- August 29, 2022
An interaction with a tenacious and cheery Rebecca Blitz makes it abundantly clear how she has quickly risen to leadership positions with several nonprofits in the area throughout the past decade, including the local chapter of the Make-A-Wish Foundation and The Haven.
Her latest role, however, combines her knack for fundraising with a lifelong passion for horses. Blitz became the executive director of the Sarasota-Manatee Association for Riding Therapy on April 1. The next day, the organization, which offers therapeutic riding programs for children with special needs and veterans, among others, shut down programming due to COVID-19.
Despite what could have been a catastrophic hurdle for Blitz, she strapped into the SMART saddle and corralled her team of volunteers to continue the work. Since taking the role, she’s been busy cleaning and updating facilities, caring for the horses that live on the 23-acre facility and dreaming up unique fundraising opportunities to expand programming. We spoke to Blitz about her transition and what she sees ahead.

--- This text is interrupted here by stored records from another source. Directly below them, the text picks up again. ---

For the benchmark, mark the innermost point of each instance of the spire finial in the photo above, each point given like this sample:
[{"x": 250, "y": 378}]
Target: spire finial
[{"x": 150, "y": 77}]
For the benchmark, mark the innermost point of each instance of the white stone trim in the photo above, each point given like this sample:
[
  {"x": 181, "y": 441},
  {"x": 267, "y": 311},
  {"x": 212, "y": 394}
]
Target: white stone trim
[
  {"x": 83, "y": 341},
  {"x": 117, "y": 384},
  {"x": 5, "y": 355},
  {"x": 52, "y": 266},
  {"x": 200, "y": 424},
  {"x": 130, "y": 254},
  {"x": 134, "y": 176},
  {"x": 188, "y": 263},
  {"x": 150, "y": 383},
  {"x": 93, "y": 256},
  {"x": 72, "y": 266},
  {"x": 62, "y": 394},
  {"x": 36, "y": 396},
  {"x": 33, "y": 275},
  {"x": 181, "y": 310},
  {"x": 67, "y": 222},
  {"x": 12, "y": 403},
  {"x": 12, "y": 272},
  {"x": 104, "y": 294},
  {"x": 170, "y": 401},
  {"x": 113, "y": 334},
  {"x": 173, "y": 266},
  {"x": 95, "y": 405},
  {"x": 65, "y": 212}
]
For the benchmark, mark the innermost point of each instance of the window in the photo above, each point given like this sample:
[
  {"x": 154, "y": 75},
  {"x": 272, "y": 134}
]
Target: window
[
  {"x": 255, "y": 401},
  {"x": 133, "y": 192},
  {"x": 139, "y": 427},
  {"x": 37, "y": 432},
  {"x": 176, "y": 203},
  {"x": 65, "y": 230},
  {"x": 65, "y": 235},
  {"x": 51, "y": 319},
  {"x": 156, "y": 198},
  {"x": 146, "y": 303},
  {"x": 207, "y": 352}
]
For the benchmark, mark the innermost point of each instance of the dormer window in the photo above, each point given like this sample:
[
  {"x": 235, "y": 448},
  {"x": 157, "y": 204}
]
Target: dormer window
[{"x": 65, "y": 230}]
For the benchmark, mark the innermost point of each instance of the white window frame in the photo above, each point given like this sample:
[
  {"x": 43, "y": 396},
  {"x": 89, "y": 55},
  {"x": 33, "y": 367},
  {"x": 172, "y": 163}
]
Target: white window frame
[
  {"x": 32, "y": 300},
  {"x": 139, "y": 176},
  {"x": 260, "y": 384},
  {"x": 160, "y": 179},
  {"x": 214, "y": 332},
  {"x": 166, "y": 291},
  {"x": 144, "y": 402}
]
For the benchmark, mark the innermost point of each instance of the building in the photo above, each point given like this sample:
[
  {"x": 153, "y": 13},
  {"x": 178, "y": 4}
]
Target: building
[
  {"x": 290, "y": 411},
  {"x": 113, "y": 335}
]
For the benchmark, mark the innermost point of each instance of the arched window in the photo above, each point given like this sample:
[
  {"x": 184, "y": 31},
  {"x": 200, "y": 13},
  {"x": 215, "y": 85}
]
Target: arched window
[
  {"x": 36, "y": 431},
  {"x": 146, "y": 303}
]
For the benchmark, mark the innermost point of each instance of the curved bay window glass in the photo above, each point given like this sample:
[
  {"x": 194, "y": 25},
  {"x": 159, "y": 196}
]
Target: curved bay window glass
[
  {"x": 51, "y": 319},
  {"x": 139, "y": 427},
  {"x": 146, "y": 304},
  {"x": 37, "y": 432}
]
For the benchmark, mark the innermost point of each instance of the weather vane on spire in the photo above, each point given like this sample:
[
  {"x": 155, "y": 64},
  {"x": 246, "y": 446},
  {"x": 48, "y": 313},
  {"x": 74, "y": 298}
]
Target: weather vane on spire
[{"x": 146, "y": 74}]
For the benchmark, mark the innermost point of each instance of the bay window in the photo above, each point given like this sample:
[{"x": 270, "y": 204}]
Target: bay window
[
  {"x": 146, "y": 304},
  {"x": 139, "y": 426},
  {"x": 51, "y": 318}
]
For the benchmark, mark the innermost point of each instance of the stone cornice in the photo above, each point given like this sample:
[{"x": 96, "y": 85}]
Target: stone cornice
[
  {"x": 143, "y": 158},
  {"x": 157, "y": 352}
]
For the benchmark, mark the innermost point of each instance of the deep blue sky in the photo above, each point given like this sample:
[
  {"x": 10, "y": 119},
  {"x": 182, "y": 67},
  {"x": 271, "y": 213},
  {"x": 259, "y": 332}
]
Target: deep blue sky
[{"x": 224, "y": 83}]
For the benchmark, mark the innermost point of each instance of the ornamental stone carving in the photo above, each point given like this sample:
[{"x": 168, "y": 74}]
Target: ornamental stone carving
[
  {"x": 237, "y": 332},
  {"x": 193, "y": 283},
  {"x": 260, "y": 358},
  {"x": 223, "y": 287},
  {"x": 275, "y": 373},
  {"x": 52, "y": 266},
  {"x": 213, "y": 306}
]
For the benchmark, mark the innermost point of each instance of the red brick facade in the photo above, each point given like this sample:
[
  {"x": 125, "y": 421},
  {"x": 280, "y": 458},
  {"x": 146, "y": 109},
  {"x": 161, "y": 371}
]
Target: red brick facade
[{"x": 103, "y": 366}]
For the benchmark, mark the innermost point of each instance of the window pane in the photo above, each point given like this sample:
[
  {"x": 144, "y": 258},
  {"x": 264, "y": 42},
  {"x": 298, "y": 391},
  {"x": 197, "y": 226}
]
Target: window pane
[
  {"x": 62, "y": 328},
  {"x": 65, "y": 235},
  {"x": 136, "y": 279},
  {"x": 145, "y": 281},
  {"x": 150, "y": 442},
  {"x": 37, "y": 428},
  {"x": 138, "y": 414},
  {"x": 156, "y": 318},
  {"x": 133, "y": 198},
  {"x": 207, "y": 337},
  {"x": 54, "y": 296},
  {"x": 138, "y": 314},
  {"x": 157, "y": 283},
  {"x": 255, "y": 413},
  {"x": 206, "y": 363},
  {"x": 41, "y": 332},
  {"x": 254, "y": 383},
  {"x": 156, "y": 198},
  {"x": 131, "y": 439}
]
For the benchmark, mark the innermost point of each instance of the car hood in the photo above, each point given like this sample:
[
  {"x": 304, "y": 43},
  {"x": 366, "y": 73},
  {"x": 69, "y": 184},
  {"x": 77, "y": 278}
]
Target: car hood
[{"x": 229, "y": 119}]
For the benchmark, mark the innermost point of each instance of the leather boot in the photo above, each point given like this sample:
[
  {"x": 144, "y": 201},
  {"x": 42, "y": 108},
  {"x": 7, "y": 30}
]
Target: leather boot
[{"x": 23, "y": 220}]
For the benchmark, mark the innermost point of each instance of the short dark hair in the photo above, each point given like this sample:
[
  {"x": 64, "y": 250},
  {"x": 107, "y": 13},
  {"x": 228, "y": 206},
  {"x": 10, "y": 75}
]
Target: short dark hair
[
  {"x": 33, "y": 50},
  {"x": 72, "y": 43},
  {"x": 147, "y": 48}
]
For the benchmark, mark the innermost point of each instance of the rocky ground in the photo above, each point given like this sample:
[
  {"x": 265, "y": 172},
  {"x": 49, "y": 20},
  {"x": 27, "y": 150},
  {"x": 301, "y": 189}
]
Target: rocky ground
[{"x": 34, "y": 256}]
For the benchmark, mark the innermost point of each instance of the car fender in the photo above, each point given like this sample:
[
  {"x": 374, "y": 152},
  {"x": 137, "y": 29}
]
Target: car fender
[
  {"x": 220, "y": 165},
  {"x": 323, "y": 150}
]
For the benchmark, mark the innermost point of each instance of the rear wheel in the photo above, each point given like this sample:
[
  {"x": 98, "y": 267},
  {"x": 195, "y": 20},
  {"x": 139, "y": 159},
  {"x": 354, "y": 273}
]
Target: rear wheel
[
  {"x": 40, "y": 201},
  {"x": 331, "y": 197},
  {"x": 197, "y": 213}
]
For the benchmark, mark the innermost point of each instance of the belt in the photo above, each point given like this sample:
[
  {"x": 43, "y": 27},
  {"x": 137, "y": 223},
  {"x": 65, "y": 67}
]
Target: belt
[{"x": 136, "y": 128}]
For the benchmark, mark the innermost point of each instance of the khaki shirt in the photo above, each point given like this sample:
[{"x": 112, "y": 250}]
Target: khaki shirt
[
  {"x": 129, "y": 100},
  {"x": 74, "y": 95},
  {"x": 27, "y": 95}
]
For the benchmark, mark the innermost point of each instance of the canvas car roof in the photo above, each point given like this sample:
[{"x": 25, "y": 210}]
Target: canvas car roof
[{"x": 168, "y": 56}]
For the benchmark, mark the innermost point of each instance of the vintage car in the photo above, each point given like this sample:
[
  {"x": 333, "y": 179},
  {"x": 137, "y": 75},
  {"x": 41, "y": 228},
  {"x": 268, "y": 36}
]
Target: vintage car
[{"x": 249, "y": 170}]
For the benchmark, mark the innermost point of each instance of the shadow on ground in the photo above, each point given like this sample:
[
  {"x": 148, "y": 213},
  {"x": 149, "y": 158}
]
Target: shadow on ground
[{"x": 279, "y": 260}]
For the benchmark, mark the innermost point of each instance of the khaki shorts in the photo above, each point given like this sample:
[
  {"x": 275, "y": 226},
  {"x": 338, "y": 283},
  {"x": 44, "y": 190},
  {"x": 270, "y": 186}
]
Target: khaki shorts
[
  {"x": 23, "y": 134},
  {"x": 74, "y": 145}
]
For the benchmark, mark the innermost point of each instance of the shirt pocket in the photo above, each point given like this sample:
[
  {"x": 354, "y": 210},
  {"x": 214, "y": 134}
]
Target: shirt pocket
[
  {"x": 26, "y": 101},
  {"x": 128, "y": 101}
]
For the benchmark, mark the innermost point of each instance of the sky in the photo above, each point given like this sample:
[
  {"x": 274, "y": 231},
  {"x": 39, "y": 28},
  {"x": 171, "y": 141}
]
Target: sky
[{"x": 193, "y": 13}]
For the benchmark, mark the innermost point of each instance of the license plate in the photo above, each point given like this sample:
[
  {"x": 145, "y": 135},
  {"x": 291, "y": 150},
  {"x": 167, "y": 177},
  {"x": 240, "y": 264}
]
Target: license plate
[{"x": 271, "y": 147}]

How did you get into nonprofit work?
I had a great group of individuals that mentored me and took me under their reins and taught me. But, you know, it was really Jaymie Klauber who got me into development. After that I just didn’t have a choice. I never went back. Fundraising just happened organically for me, if you will.
Where does your love of horses come from?
I have had one since I was in kindergarten, so it’s my passion. There is this connection between horses and me. When we moved to Colorado, my parents (both Air Force veterans) sold my horse, and it was the worst day of my life. Then after we moved to Colorado, I got back into horses. When I transferred to Kansas State University, one of my electives was horseback riding.
How did you discover SMART?
I went out to volunteer with my daughter because she really, really loves horses — I think it’s in her DNA or something. I absolutely loved everything this organization stands for. During the tour, they told me all the nonprofits they worked with and partnered with, and something happened in me. I was like, “Whoa, you mean to tell me all the nonprofits I am passionate about, you’re already working with?” I can’t describe it, but when I put my feet down on the ground, it’s just a really great place. The energy, the people, the volunteers — we are completely volunteer-driven, and it is a powerhouse of amazing individuals that just want to give back.
What drew you to this job?
There are so many great nonprofits in Sarasota, and I want to work with all of them. SMART gives me a chance to do that. For example, we work with sex-trafficking victims. And we work with military groups through a program called Warriors in Transition. They come from the VA hospital in St. Petersburg, and they are dealing with [post-traumatic stress disorder]. Some of them have struggles like having lost a limb or being wheelchair-bound, and this is a place where they can be themselves. And we work with the Mark Wandall Foundation for children dealing with the loss of a sibling or parent. We don’t ride with them, but it’s more emotional support, and each child is partnered with a horse. There is a connection that a horse has, and it just brings out the best in you. You may come out sad, but you leave feeling happier.
What challenges do you face?
SMART has been around a long time, but it somehow got lost along the way. We are just trying to bring it back to where it needs to be and also actively take it to a new level with new programs. We can do so much out here. But right now, I am just trying to get funds in to feed our horses. We’ve had to cut back on things and had to review everything — our electric bills, our water bills, our phone bills — to know how we are doing; we are asking what can we cut and what can we change.
How do you fundraise during a pandemic?
As a whole, people are still passionate about giving, but it’s also a struggle because you don’t know what the future holds. People have lost their jobs, and we’ve been very respectful of that. I am trying to work my way in these challenging times. These are uncharted waters. And because of COVID-19, I can’t have an event. Even though we follow the CDC guidelines and make sure that everything stays clean, and we stay at our social distance, I don’t want to have an event and put anybody in harm’s way. I am planning a virtual fundraiser … I am also looking at more virtual programs like sponsoring a horse. People could pick a horse and give $20 a month, $50 or even $100, just to help out.
What do you think nonprofits need most right now?
For nonprofits across the board, I think it would be unrestricted funds. Things pop up. Like for me, all of a sudden, I have a fence that a horse went through, and I need to fix it, or our AC units are down — we have to fix it. And when you have restricted funds, you’re stuck. You can’t move the funds without having to contact the foundation. Everybody has to find what is important in their world. For some people, it’s animals; others, it’s feeding the hungry. Find what you are passionate about, and give to them because in these challenging times, they are so grateful, and it’s so needed because we can’t have events and talk about why we what we do is good and important.
So what’s ahead for SMART?
I’d like to create awareness about the wonderful things we do and the programs we offer. Our logo just says SMART, and many people thought it was a literacy program. I’d like to create more programs, help more people and raise more funds. Many of my friends are CEOs of nonprofits, and we can start working together and partnering and helping each other out — especially in these times.